The study on the potential and functioning of green bond markets identifies key bottlenecks hampering the further development and scaling of the green bond market. It also suggests measures to overcome these barriers so that the market can fulfil its enormous potential. The study was written for the European Commission by adelphi together with its partners COWI and Eunomia Research & Consulting and EnergyPro (read the whole study here). The study came out two days after the Commission launched its "Clean Energy for All Europeans" package which finds that an extra EUR 177 billion is needed annually from 2021 onwards to reach the 2030 climate and energy goals. New innovative funding and investment mechanisms such as green bonds will be essential to achieve this. Green bonds are also on the agenda of the High Level Expert Group on sustainable finance that the Commission established on 28 Oct 2016.
In 2012 USD 2.6 billion of green bonds were issued globally. By 2015 total issuance had multiplied to USD 41.8 billion. It rose to USD 74.3 billion by end of November 2016. European and Chinese issuers make up largest share of the climate-aligned bonds market globally. In Europe, France and UK are the biggest issuers. In light of the global commitment to shift to a low carbon economy, the green bond market is likely to continue to grow, attracting more diverse issuers and investors. It can be an additional source of long-term green financing next to bank lending and equity financing.
The study identifies the lack of green project pipelines as well as the absence of a green bonds definition and framework as holding back market development. But there are many good practices in EU Member States and beyond to overcome these and other limitations. Examples of public sector measures range from ‘soft measures’ such as raising awareness and capacity building to stricter approaches such as mandatory disclosure of green indicators for bond issuances and investments.
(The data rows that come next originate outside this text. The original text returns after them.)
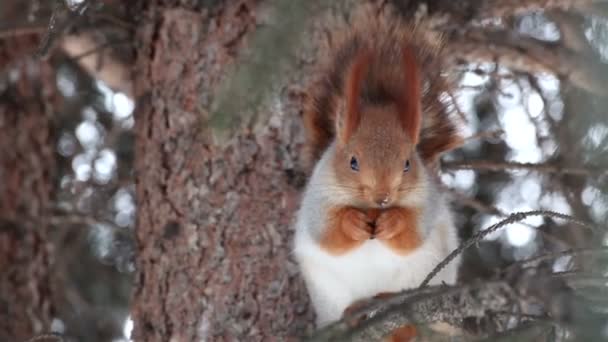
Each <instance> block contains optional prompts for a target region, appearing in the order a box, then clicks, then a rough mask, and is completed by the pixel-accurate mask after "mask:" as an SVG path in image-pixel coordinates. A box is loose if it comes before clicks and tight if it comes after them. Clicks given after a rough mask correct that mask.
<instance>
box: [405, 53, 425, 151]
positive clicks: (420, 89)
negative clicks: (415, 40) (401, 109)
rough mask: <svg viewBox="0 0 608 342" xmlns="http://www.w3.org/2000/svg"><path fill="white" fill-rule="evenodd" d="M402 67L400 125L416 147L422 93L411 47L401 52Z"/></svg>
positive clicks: (419, 129) (421, 99)
mask: <svg viewBox="0 0 608 342" xmlns="http://www.w3.org/2000/svg"><path fill="white" fill-rule="evenodd" d="M403 66H404V71H405V78H404V79H405V94H404V98H403V100H404V101H405V102H404V104H405V105H404V106H403V107H402V113H401V123H402V125H403V129H404V130H405V132H406V133H407V134H408V136H409V137H410V139H412V143H413V144H414V145H416V144H417V143H418V139H419V136H420V125H421V121H422V108H421V107H422V104H421V101H422V91H421V87H422V84H421V80H420V73H419V70H418V63H417V61H416V56H415V54H414V51H413V50H412V48H411V47H409V46H408V47H406V48H405V49H404V50H403Z"/></svg>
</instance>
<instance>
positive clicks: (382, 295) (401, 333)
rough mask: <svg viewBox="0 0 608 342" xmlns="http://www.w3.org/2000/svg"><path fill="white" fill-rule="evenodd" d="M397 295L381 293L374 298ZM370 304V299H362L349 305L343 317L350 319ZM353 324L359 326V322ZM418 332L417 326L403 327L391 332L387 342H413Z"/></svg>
mask: <svg viewBox="0 0 608 342" xmlns="http://www.w3.org/2000/svg"><path fill="white" fill-rule="evenodd" d="M394 295H396V292H380V293H378V294H377V295H375V296H374V299H386V298H390V297H392V296H394ZM368 302H369V299H362V300H358V301H356V302H354V303H353V304H351V305H349V306H348V308H346V310H344V313H343V314H342V316H343V317H349V316H352V315H353V314H355V313H356V312H358V311H359V310H361V309H363V308H364V307H365V304H367V303H368ZM352 323H354V324H357V323H358V322H357V321H353V322H352ZM416 335H417V331H416V326H415V325H413V324H406V325H403V326H401V327H399V328H397V329H395V330H393V331H392V332H391V334H390V335H389V336H387V338H386V339H385V341H386V342H411V341H414V339H415V338H416Z"/></svg>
The study also looked into standardization. Many stakeholders stress the importance of standards to ensure that the proceeds from green bonds are used for genuinely green projects with clear and measurable environmental objectives. Market-led initiatives are developing strongly in this area. The study advises supporting a common European Green Bonds Standard that builds on existing market-led initiatives.
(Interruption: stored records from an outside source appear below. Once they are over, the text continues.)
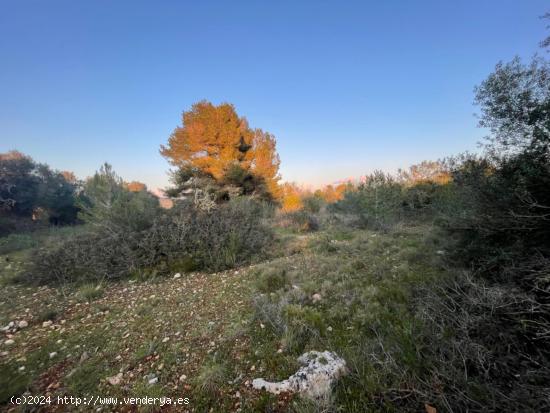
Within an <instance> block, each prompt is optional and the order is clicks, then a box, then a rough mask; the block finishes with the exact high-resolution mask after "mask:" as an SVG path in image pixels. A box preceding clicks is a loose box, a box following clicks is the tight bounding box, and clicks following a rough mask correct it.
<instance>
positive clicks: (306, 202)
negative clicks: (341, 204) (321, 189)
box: [302, 194, 326, 214]
mask: <svg viewBox="0 0 550 413" xmlns="http://www.w3.org/2000/svg"><path fill="white" fill-rule="evenodd" d="M302 204H303V206H304V207H303V209H304V210H305V211H307V212H309V213H312V214H318V213H319V211H321V208H322V207H323V206H324V205H326V201H325V200H324V199H323V198H322V197H321V196H320V195H317V194H314V195H309V196H306V197H304V198H302Z"/></svg>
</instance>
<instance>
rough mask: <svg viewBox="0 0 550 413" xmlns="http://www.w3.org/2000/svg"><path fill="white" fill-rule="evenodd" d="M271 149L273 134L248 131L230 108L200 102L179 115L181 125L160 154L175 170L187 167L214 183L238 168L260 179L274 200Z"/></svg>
mask: <svg viewBox="0 0 550 413" xmlns="http://www.w3.org/2000/svg"><path fill="white" fill-rule="evenodd" d="M275 146H276V142H275V137H274V136H273V135H271V134H269V133H266V132H264V131H262V130H261V129H251V128H250V127H249V126H248V122H247V120H246V119H245V118H244V117H240V116H239V115H238V114H237V112H236V110H235V107H234V106H233V105H231V104H229V103H222V104H220V105H218V106H216V105H213V104H212V103H210V102H207V101H201V102H198V103H195V104H194V105H193V106H192V108H191V110H189V111H185V112H183V115H182V125H181V126H179V127H177V128H176V129H175V130H174V132H173V133H172V135H171V136H170V138H169V139H168V144H167V145H166V146H164V145H162V146H161V151H160V152H161V154H162V155H163V156H164V157H166V158H167V159H168V160H169V162H170V163H171V164H172V165H174V166H175V167H177V168H180V169H183V168H190V169H192V170H195V171H198V172H200V173H202V174H206V175H208V176H211V177H212V178H214V179H215V180H217V181H221V180H223V179H224V177H225V176H226V174H227V173H228V172H229V171H230V170H231V169H232V168H234V167H235V166H238V167H239V168H241V169H242V170H243V171H245V172H247V173H250V174H252V175H254V176H255V177H257V178H261V179H262V180H263V181H264V182H265V184H266V187H267V188H268V190H269V192H270V194H271V196H272V197H273V198H278V197H279V195H280V189H279V185H278V181H279V179H280V177H279V174H278V172H279V164H280V161H279V156H278V155H277V151H276V147H275Z"/></svg>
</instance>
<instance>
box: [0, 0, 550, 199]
mask: <svg viewBox="0 0 550 413" xmlns="http://www.w3.org/2000/svg"><path fill="white" fill-rule="evenodd" d="M546 11H550V5H549V4H548V2H547V0H544V1H543V0H524V1H518V0H494V1H489V0H483V1H482V0H476V1H470V0H467V1H442V0H430V1H428V0H417V1H414V2H413V1H406V0H402V1H396V0H387V1H342V0H340V1H323V0H316V1H286V0H282V1H260V0H256V1H232V2H228V1H219V2H215V1H208V0H202V1H183V0H173V1H169V0H160V1H152V0H151V1H138V0H131V1H122V0H118V1H110V0H109V1H108V0H94V1H84V0H82V1H75V0H49V1H43V0H37V1H27V0H0V152H5V151H7V150H11V149H18V150H19V151H21V152H24V153H26V154H28V155H30V156H32V157H33V158H34V159H35V160H37V161H40V162H46V163H48V164H50V165H51V166H52V167H53V168H55V169H60V170H71V171H73V172H75V174H76V175H77V176H79V177H81V178H84V177H86V176H89V175H91V174H93V172H94V171H95V170H96V169H98V168H99V166H100V165H101V164H102V163H103V162H109V163H111V164H112V165H113V167H114V169H115V170H116V171H117V172H118V174H119V175H121V176H122V177H123V178H124V179H125V180H127V181H132V180H138V181H142V182H145V183H146V184H147V185H148V186H149V187H150V188H157V187H165V186H167V185H168V174H167V172H168V171H169V169H170V165H169V164H168V162H167V161H166V160H165V159H164V158H163V157H162V156H161V155H160V154H159V147H160V145H161V144H163V143H166V142H167V140H168V137H169V136H170V134H171V132H172V131H173V129H174V128H175V127H177V126H178V125H180V124H181V113H182V111H184V110H187V109H189V108H190V107H191V105H192V104H193V103H194V102H197V101H199V100H202V99H206V100H209V101H211V102H213V103H216V104H218V103H221V102H230V103H232V104H234V105H235V107H236V109H237V112H238V113H239V115H241V116H245V117H246V118H247V119H248V121H249V124H250V125H251V126H252V127H254V128H262V129H263V130H266V131H269V132H270V133H272V134H274V135H275V136H276V138H277V149H278V152H279V155H280V158H281V175H282V177H283V180H285V181H295V182H298V183H302V184H308V185H311V186H319V185H321V184H328V183H333V182H335V181H338V180H340V179H345V178H350V177H359V176H362V175H365V174H367V173H370V172H372V171H373V170H375V169H381V170H384V171H387V172H392V171H395V170H396V169H397V168H400V167H408V166H409V165H411V164H414V163H418V162H420V161H422V160H424V159H432V160H435V159H439V158H443V157H445V156H449V155H453V154H457V153H460V152H463V151H466V150H470V151H475V150H476V149H477V142H479V141H480V140H481V139H482V138H483V136H484V135H485V133H486V132H485V131H484V130H482V129H479V128H478V127H477V120H476V118H475V116H474V114H475V113H476V111H477V109H476V107H475V106H474V105H473V99H474V91H473V90H474V86H475V85H477V84H479V83H480V82H482V81H483V79H485V78H486V77H487V75H488V74H489V73H490V72H491V71H492V70H493V69H494V66H495V64H496V63H497V62H498V61H500V60H502V61H508V60H511V59H512V58H513V57H514V56H516V55H519V56H520V57H522V58H524V59H529V58H530V57H531V56H533V55H534V54H535V53H539V54H542V53H545V52H544V51H543V50H541V49H540V48H539V47H538V44H539V42H540V41H541V40H542V39H543V38H544V37H546V36H547V30H546V28H545V26H546V24H547V22H545V21H544V20H541V19H540V16H541V15H543V14H544V13H545V12H546Z"/></svg>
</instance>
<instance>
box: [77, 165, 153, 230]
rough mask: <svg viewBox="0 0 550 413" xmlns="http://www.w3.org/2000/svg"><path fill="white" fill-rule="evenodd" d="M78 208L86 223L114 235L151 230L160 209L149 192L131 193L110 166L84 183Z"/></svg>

Today, green bonds mainly finance projects in renewable energy (45.8% of the issuance globally in 2015), energy efficiency (19.6%), low carbon transport (13.4%), sustainable water (9.3%), and waste & pollution (5.6%). Green bonds are thus one important financing instrument to deliver on the ambitions of the European Union Package “Clean Energy for all Europeans”, published on 30 November 2016.
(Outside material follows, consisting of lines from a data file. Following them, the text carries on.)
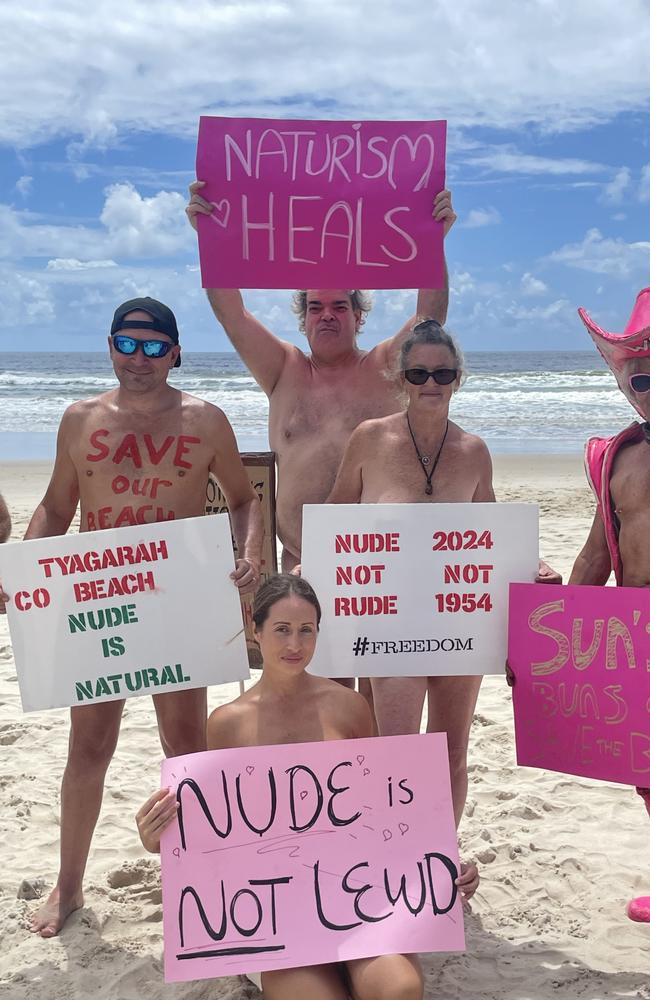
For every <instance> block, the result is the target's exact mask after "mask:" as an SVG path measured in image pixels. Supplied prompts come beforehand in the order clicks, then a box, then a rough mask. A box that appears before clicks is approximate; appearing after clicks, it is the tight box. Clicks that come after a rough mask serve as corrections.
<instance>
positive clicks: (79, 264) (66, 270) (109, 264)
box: [47, 257, 117, 271]
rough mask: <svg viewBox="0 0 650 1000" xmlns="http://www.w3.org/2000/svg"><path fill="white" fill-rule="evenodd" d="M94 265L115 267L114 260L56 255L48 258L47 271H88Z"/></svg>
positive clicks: (104, 266)
mask: <svg viewBox="0 0 650 1000" xmlns="http://www.w3.org/2000/svg"><path fill="white" fill-rule="evenodd" d="M96 267H117V264H116V263H115V261H114V260H76V259H75V258H74V257H56V258H55V259H54V260H48V262H47V270H48V271H88V270H92V269H93V268H96Z"/></svg>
A green bond is differentiated from a regular bond by its label, which shows a commitment to exclusively use the funds raised to finance or re-finance "green" projects, assets or business activities. Green projects are projects that promote environmentally sustainable activities. Green bonds provide an opportunity to mobilize capital for green investments helping investors to make informed investment decisions. Green bonds are a means of attracting new investors and hence mobilizing liquidity for green investments.